-- It wasn’t an NSA surveillance program or even some overseas CIA source that launched the FBI on a path to unraveling the largest group of alleged ISIS recruits in America. Instead, it was an alert and quick-thinking passport specialist, according to federal law enforcement officials and details outlined in court documents.
Last year, when the FBI office in Minneapolis received a call from the city’s passport office, U.S. counterterrorism officials had never heard of Abdullahi Yusuf -- the 18-year-old college student who allegedly tried to join ISIS one month later and whose friends are now at the center of a high-stakes terrorism investigation spanning two continents.
On April 28, 2014, Yusuf showed up alone at the Minneapolis Passport Agency and applied for an expedited passport. He wanted to go “sightseeing” in Istanbul, where he was planning to meet someone he recently connected with on Facebook, he allegedly told the passport specialist.
“It’s a guy, just a friend,” he told the specialist, according to court documents.
But when the specialist pressed him for more information about his “friend” in Istanbul and his plans while there, Yusuf couldn’t offer any details, the documents allege.
“[He] became visibly nervous, more soft-spoken, and began to avoid eye contact,” the documents say. “Yusuf did not appear excited or happy to be traveling to Turkey for vacation.”
In fact, the passport specialist “found his interaction with Yusuf so unusual that he contacted his supervisor who, in turn, alerted the FBI to Yusuf’s travel,” according to the court documents.
Within days, the FBI placed Yusuf under surveillance, according to the documents. And a month later, FBI agents watched as his father dropped him off at a local mosque, and then Yusuf worked his way to Minneapolis-St. Paul International Airport. Apparent destination: Syria.
But FBI agents stopped him from leaving the country, and further investigation tied him to a 20-year-old named Abdi Nur, according to the documents.

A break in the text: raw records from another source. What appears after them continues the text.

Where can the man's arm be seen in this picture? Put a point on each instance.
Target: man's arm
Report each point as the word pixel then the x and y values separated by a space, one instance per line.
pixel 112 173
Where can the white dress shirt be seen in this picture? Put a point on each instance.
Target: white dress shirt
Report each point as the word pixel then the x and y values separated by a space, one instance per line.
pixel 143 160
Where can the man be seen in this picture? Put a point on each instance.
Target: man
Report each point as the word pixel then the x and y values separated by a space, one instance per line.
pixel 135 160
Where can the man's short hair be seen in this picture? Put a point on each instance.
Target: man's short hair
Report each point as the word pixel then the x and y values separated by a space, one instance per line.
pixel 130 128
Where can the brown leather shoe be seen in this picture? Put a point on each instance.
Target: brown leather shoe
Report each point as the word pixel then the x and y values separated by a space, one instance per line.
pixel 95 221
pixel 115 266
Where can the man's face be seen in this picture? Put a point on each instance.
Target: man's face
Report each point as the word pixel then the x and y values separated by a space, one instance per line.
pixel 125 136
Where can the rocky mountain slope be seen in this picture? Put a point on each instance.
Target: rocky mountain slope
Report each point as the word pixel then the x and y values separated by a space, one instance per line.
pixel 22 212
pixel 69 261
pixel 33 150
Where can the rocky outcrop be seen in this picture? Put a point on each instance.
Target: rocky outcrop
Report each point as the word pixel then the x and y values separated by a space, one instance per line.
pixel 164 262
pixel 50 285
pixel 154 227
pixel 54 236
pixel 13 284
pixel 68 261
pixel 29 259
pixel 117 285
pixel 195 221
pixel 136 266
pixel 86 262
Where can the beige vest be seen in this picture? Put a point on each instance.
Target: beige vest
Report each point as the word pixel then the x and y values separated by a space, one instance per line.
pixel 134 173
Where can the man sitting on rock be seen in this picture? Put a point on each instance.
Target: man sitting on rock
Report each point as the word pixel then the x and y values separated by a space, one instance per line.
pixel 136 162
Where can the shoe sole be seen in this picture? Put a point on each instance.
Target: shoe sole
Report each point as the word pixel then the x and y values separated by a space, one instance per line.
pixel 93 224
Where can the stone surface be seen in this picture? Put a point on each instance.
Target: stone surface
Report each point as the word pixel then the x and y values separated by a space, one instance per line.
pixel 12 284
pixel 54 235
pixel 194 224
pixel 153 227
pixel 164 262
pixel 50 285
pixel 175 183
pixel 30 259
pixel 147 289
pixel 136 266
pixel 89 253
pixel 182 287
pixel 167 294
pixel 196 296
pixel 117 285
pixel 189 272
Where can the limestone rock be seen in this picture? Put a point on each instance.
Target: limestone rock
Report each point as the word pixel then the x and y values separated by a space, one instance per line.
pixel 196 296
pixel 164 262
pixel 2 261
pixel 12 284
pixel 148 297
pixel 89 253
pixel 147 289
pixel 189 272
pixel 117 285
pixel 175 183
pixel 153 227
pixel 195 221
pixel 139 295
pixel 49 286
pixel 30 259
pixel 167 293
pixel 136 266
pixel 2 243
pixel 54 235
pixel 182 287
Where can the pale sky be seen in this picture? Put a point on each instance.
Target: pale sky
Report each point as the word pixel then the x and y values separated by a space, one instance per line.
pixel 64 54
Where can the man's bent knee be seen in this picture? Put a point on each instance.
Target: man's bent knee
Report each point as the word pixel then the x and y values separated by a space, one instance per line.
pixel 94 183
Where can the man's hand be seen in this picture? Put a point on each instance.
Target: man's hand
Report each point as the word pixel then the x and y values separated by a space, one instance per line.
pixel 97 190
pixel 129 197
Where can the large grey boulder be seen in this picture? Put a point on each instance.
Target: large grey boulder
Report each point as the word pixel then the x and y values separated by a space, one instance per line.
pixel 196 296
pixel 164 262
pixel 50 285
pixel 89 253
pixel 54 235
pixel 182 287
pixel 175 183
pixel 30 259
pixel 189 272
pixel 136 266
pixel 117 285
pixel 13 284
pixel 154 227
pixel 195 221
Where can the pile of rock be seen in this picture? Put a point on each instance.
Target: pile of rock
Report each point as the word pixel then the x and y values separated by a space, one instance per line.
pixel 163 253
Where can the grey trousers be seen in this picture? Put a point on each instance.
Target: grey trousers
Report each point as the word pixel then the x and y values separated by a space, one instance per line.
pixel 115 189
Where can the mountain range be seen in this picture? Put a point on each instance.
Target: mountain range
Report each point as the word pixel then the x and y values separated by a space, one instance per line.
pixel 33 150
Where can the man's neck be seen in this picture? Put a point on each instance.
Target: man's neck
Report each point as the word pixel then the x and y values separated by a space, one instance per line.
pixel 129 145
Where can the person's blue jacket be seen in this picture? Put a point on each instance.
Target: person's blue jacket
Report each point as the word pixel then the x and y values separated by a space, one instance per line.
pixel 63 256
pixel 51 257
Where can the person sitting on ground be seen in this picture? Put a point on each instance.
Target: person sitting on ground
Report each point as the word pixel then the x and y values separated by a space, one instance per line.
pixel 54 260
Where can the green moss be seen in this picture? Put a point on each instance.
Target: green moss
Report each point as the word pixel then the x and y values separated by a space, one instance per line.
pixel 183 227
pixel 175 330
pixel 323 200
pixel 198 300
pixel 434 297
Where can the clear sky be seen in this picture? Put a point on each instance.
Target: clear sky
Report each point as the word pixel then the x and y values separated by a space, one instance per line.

The next day, however, Nur successfully slipped out of the country before the FBI could stop him, too.
“Nur unfortunately made it to Syria, where today he is an active recruiter for ISI[S],” U.S. Attorney Andrew Luger said at a news conference Monday morning. “He is in regular contact with his friends, he advises them, and he serves as a source of inspiration to those who want to replicate his success.”
After an FBI investigation that began more than 10 months ago, six of those friends were arrested in the United States on Sunday, accused of trying to join ISIS. Yusuf and another friend were arrested late last year.
And it all began with a skeptical passport office worker.
“That passport official played an important role” in taking down the ISIS recruitment pipeline in Minneapolis, one Justice Department official said.
Yusuf has since pleaded guilty to conspiring to support ISIS. While he awaits sentencing, he has been living in a halfway house in Minneapolis and regularly meeting with a local group that hopes to “foster his connections to his future and his community.”
His attorney has argued Yusuf planned to join ISIS before it began beheading Americans and others. In addition, ISIS had yet to be designated a foreign terrorist organization by the U.S. government when Yusuf applied for his passport and began taking steps to go to Syria.
But prosecutors have insisted the group's brutal ways and anti-American sentiments were still well-established at the time.